"Faith is an act of rational choice, which determines us to act as if certain things were true, and in the confident expectation that they will prove to be true"
About this Quote
Faith, for Dean Inge, isn’t a warm fog you drift into; it’s a decision you make with your eyes open. The line is engineered to rescue belief from the stereotype of irrational surrender. By calling faith “an act of rational choice,” Inge smuggles it into the realm of agency and responsibility: you don’t “have” faith the way you catch a cold, you choose it the way you choose a course of action under uncertainty.
The phrasing “act as if” is doing the heavy lifting. It admits that faith begins without proof, even without full confidence, and yet insists that behavior comes first. That’s pragmatic psychology before it’s a self-help slogan: live a commitment and you create the conditions in which its truth can become legible. Inge ties belief to futurity, to the wager that the world will meet you halfway. “Confident expectation” isn’t blind; it’s cultivated, a discipline of attention that treats certain goods (meaning, moral order, God) as real enough to organize a life around.
The subtext is a defense against modern skepticism and the early 20th-century prestige of scientific verification. Inge, an Anglican thinker shaped by an age of upheaval and disillusionment, reframes faith as a rational response to incomplete information rather than a refusal of evidence. It’s also a quiet rebuke to passive religiosity: if you want faith to “prove” itself, you don’t wait for lightning. You commit, act, and accept that proof may look less like a lab result and more like a life steadily clarified by the choice to trust.

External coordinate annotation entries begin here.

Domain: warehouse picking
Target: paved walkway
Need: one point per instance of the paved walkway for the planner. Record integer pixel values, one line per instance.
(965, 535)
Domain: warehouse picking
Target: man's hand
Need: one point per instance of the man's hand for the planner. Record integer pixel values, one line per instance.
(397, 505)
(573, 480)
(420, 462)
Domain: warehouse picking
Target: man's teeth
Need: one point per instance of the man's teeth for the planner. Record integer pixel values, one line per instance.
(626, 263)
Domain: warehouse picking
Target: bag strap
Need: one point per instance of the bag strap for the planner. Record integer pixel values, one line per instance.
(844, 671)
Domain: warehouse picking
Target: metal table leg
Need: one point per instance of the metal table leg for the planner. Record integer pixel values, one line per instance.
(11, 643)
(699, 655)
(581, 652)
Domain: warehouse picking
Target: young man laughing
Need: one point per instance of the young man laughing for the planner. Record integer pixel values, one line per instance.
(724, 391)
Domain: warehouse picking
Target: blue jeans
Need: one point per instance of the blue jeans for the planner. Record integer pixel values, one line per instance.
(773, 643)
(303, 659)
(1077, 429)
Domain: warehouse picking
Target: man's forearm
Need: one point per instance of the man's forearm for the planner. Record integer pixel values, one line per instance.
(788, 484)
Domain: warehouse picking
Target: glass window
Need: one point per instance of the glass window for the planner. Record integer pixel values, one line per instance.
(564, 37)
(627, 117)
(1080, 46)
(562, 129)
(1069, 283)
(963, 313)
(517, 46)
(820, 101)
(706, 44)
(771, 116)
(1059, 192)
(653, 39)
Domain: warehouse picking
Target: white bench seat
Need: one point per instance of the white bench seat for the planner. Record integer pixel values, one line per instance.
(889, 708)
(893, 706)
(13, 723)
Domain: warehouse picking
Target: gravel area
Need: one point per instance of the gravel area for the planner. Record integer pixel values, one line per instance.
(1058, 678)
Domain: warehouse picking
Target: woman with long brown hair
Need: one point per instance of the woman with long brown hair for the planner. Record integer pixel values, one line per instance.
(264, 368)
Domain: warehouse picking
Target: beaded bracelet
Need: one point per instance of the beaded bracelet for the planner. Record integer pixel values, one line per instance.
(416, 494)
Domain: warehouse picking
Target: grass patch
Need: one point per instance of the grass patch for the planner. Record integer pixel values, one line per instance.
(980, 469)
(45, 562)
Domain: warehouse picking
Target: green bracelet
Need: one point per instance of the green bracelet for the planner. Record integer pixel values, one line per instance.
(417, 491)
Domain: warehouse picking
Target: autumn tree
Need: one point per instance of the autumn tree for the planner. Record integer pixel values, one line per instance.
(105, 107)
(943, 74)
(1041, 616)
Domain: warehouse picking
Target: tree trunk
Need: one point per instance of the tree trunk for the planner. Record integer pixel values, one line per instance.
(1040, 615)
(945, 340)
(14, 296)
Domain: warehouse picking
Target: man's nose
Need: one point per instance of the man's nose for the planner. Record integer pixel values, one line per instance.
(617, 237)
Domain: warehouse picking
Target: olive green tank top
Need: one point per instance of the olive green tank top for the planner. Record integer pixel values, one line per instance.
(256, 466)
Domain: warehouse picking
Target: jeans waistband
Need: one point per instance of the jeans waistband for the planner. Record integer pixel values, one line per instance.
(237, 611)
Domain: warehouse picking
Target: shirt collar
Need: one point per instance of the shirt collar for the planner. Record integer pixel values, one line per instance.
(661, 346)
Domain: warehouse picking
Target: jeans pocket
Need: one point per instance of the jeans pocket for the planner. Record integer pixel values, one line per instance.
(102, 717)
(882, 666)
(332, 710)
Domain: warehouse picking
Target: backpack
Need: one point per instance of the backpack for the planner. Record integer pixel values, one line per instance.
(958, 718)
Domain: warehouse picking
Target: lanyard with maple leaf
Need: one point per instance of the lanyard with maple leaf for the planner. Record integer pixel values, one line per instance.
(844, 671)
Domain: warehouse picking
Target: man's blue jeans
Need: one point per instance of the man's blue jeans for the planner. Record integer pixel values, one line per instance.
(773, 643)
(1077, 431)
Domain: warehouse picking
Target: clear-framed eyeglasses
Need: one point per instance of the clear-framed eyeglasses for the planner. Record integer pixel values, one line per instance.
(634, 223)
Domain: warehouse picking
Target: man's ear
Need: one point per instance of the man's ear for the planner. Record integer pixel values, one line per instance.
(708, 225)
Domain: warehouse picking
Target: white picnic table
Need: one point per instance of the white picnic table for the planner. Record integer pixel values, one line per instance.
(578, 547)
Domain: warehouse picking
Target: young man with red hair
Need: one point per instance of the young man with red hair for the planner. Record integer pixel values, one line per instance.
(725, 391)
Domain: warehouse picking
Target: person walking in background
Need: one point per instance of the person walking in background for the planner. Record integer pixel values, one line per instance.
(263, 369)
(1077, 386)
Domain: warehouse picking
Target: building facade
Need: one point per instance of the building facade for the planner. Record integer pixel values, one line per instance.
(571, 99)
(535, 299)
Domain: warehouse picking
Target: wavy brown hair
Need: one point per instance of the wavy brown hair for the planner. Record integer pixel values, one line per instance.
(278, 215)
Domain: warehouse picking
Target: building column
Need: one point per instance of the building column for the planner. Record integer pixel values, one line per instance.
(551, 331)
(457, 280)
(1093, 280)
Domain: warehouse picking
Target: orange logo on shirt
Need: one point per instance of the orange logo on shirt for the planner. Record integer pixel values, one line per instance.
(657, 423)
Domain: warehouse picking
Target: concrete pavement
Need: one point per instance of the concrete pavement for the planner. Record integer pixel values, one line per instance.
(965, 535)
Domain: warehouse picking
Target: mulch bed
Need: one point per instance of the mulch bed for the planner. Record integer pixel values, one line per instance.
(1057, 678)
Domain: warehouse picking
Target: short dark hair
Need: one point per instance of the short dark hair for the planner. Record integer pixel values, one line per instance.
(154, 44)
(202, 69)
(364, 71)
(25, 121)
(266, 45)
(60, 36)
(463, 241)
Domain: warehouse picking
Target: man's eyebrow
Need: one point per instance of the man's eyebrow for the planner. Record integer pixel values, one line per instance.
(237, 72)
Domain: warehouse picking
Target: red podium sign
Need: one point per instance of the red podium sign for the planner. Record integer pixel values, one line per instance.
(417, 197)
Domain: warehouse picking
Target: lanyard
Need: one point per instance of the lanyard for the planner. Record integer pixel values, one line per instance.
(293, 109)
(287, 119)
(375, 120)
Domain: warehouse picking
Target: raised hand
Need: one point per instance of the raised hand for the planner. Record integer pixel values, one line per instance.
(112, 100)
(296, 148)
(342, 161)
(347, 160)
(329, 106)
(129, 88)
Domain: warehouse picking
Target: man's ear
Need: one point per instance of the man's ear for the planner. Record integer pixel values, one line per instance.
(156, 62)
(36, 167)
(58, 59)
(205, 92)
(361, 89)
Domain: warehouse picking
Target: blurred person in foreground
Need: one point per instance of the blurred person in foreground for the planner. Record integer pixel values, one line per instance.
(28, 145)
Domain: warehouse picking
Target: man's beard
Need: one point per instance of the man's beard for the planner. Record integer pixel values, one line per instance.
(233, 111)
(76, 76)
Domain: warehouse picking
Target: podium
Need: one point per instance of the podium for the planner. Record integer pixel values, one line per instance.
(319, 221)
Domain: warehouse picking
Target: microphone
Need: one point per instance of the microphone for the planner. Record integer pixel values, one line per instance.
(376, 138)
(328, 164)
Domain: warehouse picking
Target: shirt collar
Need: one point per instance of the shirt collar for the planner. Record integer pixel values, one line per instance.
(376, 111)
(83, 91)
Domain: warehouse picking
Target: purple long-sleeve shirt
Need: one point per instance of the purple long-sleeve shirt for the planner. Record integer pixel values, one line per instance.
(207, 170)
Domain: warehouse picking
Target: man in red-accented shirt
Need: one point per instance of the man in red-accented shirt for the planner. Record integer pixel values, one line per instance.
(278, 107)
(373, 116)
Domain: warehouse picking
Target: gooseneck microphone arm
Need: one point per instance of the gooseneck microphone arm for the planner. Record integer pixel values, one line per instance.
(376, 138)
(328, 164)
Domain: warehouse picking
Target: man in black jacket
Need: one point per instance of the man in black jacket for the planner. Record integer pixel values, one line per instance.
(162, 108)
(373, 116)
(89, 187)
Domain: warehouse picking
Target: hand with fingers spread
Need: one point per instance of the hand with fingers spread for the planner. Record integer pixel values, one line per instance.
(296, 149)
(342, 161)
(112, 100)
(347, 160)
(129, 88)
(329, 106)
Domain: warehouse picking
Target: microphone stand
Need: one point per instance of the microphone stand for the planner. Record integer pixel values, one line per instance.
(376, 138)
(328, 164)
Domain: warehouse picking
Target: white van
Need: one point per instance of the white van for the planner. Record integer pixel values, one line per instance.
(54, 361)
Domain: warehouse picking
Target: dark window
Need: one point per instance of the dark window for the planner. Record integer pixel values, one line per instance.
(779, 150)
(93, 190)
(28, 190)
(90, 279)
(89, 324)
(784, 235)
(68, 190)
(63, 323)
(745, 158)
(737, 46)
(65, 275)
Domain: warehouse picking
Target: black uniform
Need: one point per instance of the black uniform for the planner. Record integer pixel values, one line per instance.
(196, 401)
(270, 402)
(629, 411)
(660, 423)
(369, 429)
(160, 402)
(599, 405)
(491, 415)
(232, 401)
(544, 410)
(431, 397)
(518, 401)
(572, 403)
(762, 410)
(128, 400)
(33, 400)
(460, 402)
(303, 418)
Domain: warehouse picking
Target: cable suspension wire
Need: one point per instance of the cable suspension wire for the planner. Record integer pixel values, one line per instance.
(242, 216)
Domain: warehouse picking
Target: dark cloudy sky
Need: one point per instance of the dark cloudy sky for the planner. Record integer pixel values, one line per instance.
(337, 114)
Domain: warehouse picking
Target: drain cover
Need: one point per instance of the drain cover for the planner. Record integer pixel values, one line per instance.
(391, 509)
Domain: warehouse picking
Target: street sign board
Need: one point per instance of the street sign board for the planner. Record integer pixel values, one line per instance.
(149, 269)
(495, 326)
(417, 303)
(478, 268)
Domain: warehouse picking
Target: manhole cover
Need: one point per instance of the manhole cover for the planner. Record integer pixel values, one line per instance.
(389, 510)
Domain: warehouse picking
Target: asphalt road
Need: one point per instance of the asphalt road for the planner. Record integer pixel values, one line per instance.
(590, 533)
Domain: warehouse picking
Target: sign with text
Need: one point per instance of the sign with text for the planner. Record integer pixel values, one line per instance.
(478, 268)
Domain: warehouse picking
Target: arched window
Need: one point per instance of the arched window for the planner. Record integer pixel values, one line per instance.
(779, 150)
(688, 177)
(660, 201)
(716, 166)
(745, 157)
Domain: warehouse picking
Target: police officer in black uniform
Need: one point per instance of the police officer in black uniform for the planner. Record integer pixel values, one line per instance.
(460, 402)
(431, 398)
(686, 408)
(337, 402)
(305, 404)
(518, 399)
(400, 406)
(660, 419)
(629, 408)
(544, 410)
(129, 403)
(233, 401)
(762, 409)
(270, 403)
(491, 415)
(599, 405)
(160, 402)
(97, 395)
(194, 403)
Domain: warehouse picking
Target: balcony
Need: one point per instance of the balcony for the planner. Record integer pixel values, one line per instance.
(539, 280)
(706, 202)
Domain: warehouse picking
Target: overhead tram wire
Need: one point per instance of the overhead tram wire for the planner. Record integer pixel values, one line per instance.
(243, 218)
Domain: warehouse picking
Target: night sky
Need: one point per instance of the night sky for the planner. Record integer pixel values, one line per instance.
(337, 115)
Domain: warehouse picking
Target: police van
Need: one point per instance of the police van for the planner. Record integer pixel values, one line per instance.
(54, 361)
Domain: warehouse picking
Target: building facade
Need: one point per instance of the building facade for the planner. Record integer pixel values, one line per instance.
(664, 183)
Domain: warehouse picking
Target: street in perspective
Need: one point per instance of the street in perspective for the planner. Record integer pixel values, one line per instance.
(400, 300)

The phrasing “act as if” is doing the heavy lifting. It admits that faith begins without proof, even without full confidence, and yet insists that behavior comes first. That’s pragmatic psychology before it’s a self-help slogan: live a commitment and you create the conditions in which its truth can become legible. Inge ties belief to futurity, to the wager that the world will meet you halfway. “Confident expectation” isn’t blind; it’s cultivated, a discipline of attention that treats certain goods (meaning, moral order, God) as real enough to organize a life around.
The subtext is a defense against modern skepticism and the early 20th-century prestige of scientific verification. Inge, an Anglican thinker shaped by an age of upheaval and disillusionment, reframes faith as a rational response to incomplete information rather than a refusal of evidence. It’s also a quiet rebuke to passive religiosity: if you want faith to “prove” itself, you don’t wait for lightning. You commit, act, and accept that proof may look less like a lab result and more like a life steadily clarified by the choice to trust.